On a stealth you normally carry a sponge etc....lift and slide onto the rear day hatch...flop it out and piss into bucket seat or wide mouth bass....empty over board or sponge out then rinse with saltwater....then slide forward back in bucket and away you go...zimmmple


----------



## Squidley (May 8, 2010)

I'll try and wait til I have my own to practice that, Baggs :lol:


----------



## Stealthfisha (Jul 21, 2009)

Hahaha feel free to piss on my kayak this sunday if the wind holds out.....just after lunch seems like there is a hole shot...then it ramps up again....hope you like getting wet...tides have been 2.7m and that means no beach....only happens so often a year....lots of wind.....I wont be going in...ill cook the snags and watch hehehehehh


----------



## spork (Jan 21, 2012)

Fsck said:


> ...snip... and if i should purchase a braumeister 20.


Definately!


----------



## jbonez (Jul 9, 2013)

I got a length of flexible tube for pissing. Its a real beauty.

Doubles as a snorkel.


----------



## spork (Jan 21, 2012)

jbonez said:


> I got a length of flexible tube for pissing. Its a real beauty.
> 
> Doubles as a snorkel.


Same here - but how did you learn to breathe through it?


----------



## Geoffw (Jan 23, 2011)

There is definitely something about self draining yaks. Good luck Sunday.


----------



## anselmo (Aug 26, 2008)

spork said:


> jbonez said:
> 
> 
> > I got a length of flexible tube for pissing. Its a real beauty.
> ...


step 1 - put it in your mouth
step 2 - gag
step 3 - wash it
step 4 - put it in your mouth
step 5 - breath


----------



## Stealthfisha (Jul 21, 2009)

anselmo said:


> spork said:
> 
> 
> > jbonez said:
> ...


Heheheheheheheheeh


----------



## Murphysegg (Oct 21, 2010)

Add another 1 to the Lovig list. Took ownership of a pair today.

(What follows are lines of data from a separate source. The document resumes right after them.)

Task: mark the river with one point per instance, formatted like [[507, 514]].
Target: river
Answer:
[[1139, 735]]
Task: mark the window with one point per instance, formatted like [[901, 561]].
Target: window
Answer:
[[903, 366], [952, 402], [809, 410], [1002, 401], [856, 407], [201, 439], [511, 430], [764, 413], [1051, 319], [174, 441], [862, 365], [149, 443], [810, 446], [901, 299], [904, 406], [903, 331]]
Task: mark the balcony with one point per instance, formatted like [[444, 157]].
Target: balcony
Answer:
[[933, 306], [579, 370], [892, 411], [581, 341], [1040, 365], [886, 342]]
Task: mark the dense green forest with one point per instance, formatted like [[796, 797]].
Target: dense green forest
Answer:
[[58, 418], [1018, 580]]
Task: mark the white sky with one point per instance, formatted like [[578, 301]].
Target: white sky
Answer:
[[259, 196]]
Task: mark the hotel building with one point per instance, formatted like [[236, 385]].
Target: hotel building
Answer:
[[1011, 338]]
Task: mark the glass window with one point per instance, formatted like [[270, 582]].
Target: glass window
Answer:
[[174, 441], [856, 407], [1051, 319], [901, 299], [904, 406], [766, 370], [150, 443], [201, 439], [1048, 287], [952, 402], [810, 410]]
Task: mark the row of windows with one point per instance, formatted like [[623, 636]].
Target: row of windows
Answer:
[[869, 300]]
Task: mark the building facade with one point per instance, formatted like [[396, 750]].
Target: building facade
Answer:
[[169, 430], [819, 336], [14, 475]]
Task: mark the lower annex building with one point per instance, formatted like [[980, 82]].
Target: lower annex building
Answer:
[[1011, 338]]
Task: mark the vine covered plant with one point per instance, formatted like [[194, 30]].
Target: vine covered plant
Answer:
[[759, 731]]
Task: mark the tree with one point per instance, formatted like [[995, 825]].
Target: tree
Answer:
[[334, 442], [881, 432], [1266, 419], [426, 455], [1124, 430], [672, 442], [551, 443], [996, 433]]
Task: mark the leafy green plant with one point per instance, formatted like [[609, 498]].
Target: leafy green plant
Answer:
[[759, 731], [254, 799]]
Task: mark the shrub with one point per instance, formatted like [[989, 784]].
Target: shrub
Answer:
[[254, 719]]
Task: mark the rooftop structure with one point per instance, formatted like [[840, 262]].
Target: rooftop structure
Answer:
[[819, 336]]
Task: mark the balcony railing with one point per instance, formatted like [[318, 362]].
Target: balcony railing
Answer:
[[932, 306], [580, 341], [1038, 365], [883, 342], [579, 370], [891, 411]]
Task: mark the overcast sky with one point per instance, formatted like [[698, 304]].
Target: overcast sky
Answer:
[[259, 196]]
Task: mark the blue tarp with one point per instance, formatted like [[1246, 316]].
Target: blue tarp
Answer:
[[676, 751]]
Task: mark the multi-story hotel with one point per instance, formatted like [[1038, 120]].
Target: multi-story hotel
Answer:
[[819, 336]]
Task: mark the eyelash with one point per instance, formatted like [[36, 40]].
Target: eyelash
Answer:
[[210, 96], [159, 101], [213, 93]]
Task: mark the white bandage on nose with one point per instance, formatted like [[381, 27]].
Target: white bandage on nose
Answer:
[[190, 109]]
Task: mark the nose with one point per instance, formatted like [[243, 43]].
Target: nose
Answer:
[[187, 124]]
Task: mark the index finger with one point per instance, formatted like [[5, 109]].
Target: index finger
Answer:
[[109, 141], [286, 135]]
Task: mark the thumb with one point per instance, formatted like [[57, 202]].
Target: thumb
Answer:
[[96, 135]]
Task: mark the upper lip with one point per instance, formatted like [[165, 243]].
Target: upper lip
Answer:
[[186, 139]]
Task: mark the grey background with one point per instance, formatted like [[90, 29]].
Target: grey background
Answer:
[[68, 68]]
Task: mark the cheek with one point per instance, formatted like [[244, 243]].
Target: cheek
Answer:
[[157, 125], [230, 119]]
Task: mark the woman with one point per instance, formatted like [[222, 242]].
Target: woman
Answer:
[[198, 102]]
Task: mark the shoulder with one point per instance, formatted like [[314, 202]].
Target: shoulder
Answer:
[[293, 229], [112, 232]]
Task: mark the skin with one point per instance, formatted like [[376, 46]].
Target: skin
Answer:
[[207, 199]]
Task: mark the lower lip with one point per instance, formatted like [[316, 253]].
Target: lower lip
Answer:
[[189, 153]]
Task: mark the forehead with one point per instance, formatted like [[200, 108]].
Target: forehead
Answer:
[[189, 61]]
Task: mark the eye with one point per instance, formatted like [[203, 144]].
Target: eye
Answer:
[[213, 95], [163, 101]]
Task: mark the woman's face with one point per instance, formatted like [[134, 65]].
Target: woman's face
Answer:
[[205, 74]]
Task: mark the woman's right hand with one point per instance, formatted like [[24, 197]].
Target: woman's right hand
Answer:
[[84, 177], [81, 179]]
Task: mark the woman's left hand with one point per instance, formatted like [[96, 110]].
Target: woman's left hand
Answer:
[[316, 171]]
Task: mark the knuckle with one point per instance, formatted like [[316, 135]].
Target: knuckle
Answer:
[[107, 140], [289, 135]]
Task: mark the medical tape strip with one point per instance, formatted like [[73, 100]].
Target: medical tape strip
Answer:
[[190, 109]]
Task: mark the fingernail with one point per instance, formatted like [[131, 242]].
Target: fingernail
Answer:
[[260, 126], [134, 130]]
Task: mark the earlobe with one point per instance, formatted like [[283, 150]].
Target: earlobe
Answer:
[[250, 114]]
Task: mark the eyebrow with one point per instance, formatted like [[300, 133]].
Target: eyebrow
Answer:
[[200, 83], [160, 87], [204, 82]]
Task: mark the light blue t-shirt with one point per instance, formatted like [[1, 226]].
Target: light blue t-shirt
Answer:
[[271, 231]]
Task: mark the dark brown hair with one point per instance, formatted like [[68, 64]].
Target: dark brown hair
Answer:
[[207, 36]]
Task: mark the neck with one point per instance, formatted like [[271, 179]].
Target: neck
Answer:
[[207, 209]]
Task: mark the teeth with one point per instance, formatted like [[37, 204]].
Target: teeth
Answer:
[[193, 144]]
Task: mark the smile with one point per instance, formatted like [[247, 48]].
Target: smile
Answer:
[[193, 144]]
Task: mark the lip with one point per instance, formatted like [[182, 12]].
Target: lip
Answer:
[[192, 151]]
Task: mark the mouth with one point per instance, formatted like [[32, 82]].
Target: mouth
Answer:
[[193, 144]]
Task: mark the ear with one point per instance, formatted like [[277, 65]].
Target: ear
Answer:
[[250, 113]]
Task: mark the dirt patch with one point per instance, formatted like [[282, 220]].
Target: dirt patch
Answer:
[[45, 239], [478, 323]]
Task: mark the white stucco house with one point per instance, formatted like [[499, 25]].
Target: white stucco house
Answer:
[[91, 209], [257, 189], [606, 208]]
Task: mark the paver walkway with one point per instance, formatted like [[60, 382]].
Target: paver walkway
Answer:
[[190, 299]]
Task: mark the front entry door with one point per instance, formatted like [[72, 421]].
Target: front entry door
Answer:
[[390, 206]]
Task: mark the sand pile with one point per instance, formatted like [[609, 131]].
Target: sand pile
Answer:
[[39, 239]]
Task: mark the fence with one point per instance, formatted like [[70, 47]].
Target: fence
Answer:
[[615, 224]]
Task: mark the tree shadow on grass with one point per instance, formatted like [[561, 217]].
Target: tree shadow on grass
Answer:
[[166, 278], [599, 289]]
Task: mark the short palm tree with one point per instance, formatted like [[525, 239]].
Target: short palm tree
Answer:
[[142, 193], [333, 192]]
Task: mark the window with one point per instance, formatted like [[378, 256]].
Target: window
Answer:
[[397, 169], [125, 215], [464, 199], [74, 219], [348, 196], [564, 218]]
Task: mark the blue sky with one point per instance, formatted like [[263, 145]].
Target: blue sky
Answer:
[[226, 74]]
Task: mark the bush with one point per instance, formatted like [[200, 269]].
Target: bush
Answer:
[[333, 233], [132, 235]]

I'm about a 33" waist with short legs & contrary to the sizing on the SLH website, a Small size is perfect for me even with a shirt & fleece layer tucked inside the waistband. Not at all constrictive.

As Geoff states i'll need to up the size of my footwear but I'm looking forward to fishing the winter season with a pair of these in my arsenal.

Looking at the invoice it indicates the were dispatched by Josh Holmes so i hope some of his Mojo came with them


----------



## laneends (Jan 25, 2013)

Murphysegg said:


> Add another 1 to the Lovig list. Took ownership of a pair today.
> 
> I'm about a 33" waist with short legs & contrary to the sizing on the SLH website, a Small size is perfect for me even with a shirt & fleece layer tucked inside the waistband. Not at all constrictive.
> 
> ...


Dont tuck your tops inside waist band. If you get a good soaking it will wick its way down until you get a wet bum.

To keep warm wear thermals and/or trackies under rather than just regular pants.

With Lovigs, thick socks and neoprene booties feels like I'm wearing PJs and slippers they are that comfy. Though with a chilly wind wet booties act like evaporative coolers rather than intended wet wetsuit warmers as they they are insulated from skin, so may look into free draining shoes to see if thats any better


----------



## Fsck (Dec 25, 2013)

Firstly, thanks for all the suggestions. Some pretty cool looking kit out there.

In the end, i purchased the lovigs. Based on the guidance, grabbed the mediums and they fit well enough. Used em the once so far and no wukkas.

Also put down a deposit on a new stealth profisha 475 today. Chasing chuna in summer i hope.


----------